When 80-year-old Everald Gayle was released from prison last week, social workers made frantic calls to several NGOs which were too full to accept him.

They approached the May Pen infirmary but Mr. Gayle, who is from Clarendon was at first refused.

Valda Sweeney, poor relief inspector for the Clarendon Parish Council explained, however, that she was being asked to breach standard procedures in accepting Mr. Gayle.

"It's not that we were unwilling to take him, it's that procedures weren't followed. Before anyone is accepted to the infirmary, background checks must be done, but they brought him here without any notice. Besides this is not the ideal place for them, they need to be in a place where they can be rehabilitated," Ms. Sweeney said.

Last April, the May Pen infirmary refused to accept Ivan Barrows when he was released from prison after 29 years. An infirmary in another parish, accepted Barrows but with great secrecy ­ and only after a church group agreed to finance his stay there.

About 70 mentally ill persons have been released from prison since last year, but only half of them have been placed with relatives.

The laws of Jamaica state that persons who have been charged for an offence must be cognisant of and able to accept responsibility for the offence committed.
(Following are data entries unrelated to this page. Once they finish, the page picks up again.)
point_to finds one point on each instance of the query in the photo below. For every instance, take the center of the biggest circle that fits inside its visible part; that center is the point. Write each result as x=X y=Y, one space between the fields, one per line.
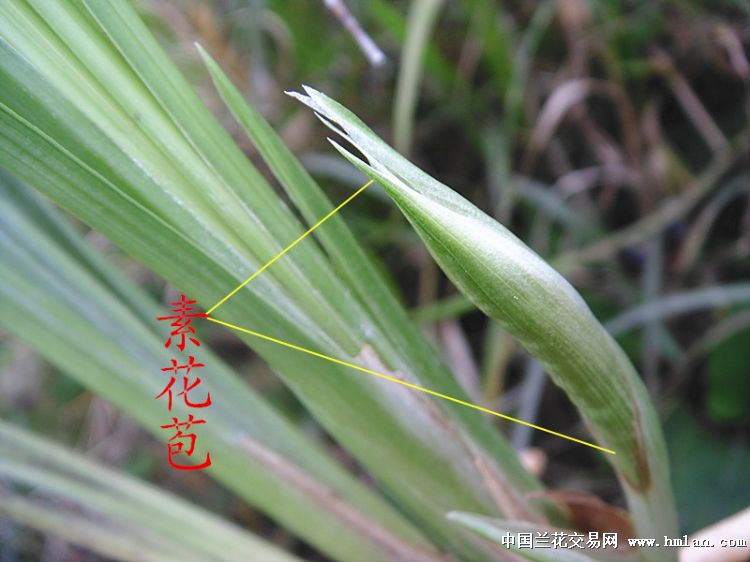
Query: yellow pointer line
x=289 y=247
x=404 y=383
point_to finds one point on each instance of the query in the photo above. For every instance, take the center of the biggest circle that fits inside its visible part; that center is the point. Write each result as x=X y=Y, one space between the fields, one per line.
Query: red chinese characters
x=183 y=385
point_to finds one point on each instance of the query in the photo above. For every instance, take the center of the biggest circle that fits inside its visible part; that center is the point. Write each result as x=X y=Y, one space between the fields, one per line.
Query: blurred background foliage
x=612 y=137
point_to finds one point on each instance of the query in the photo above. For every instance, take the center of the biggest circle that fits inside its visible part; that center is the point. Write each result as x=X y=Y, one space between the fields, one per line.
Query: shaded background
x=570 y=122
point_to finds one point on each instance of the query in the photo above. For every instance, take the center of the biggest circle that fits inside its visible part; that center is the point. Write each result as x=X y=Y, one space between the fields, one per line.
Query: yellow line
x=289 y=247
x=413 y=386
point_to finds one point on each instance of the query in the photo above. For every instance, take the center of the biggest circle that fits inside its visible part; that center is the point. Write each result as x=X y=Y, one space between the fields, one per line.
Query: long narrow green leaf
x=90 y=115
x=337 y=240
x=148 y=519
x=513 y=285
x=57 y=301
x=422 y=17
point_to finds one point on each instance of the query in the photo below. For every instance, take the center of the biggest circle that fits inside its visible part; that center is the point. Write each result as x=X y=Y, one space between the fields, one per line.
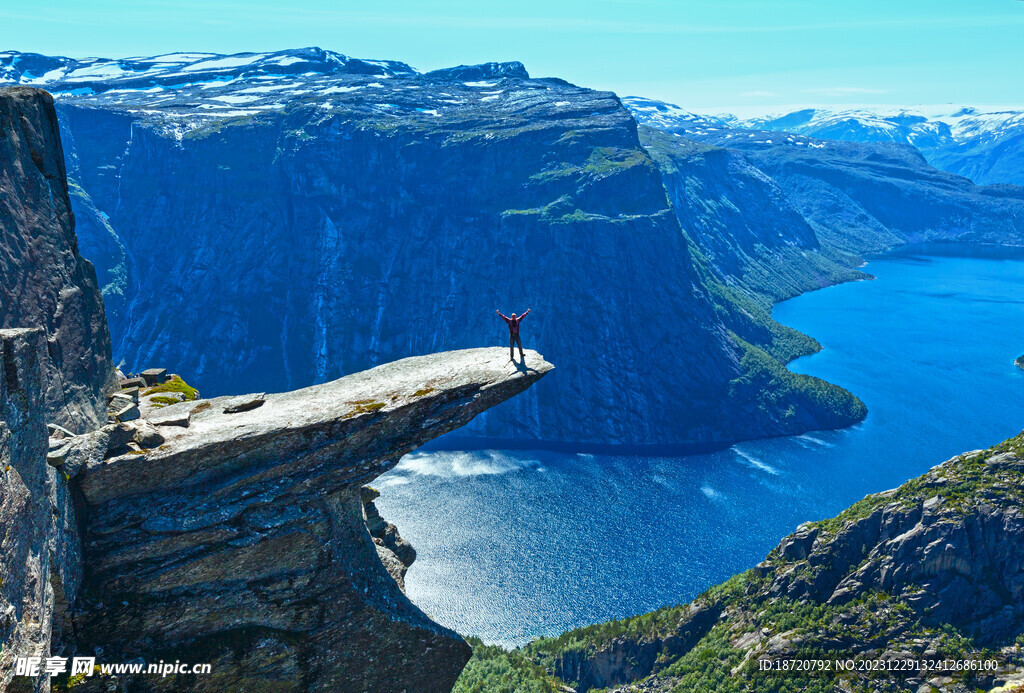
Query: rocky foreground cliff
x=233 y=531
x=44 y=280
x=930 y=571
x=345 y=213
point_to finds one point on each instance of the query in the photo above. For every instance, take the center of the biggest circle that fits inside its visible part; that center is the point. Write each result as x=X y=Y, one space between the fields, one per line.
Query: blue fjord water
x=514 y=545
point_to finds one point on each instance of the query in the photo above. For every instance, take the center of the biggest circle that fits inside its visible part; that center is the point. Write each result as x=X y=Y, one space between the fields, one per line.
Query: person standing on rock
x=513 y=323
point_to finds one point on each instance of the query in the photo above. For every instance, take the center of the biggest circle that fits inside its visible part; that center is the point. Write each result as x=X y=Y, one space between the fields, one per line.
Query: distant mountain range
x=264 y=221
x=983 y=144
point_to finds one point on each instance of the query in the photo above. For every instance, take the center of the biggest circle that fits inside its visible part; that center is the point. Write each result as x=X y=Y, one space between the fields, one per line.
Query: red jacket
x=513 y=322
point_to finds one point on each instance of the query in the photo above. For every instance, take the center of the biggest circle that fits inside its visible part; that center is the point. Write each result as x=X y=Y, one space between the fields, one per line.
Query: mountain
x=928 y=574
x=863 y=198
x=272 y=220
x=232 y=531
x=983 y=144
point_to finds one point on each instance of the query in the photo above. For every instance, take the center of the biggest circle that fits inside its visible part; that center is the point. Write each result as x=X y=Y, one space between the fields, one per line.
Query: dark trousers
x=513 y=340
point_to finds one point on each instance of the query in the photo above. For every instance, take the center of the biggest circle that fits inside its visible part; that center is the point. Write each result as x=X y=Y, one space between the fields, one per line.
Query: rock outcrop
x=44 y=280
x=40 y=553
x=931 y=570
x=233 y=531
x=244 y=537
x=356 y=213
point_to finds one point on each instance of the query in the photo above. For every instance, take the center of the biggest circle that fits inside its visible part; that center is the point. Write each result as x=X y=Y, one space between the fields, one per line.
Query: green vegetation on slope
x=174 y=384
x=754 y=614
x=495 y=669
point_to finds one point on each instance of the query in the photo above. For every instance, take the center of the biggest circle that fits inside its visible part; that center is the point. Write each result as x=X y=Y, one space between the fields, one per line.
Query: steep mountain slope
x=742 y=221
x=264 y=221
x=983 y=144
x=861 y=197
x=928 y=574
x=55 y=289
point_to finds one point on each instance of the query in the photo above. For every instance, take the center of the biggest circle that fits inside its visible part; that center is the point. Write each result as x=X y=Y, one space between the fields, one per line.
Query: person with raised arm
x=513 y=323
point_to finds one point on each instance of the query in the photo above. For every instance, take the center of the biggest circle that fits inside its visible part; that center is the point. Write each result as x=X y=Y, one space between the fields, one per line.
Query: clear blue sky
x=702 y=54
If unable to do so - they are said to be, "unfit to plead" and are placed in the care of the Correctional Services, which must see to their mental health.

Howard Hamilton QC, the Public Defender, said the Government has a moral and legal obligation to these mentally ill persons.

"Where there are situations where no relatives are identifiable there is a moral responsibility on the part of the Government... If it can be established that any form of negligence on the part of he Government resulted in their being left in the system, then they are due compensation," the Public Defender said.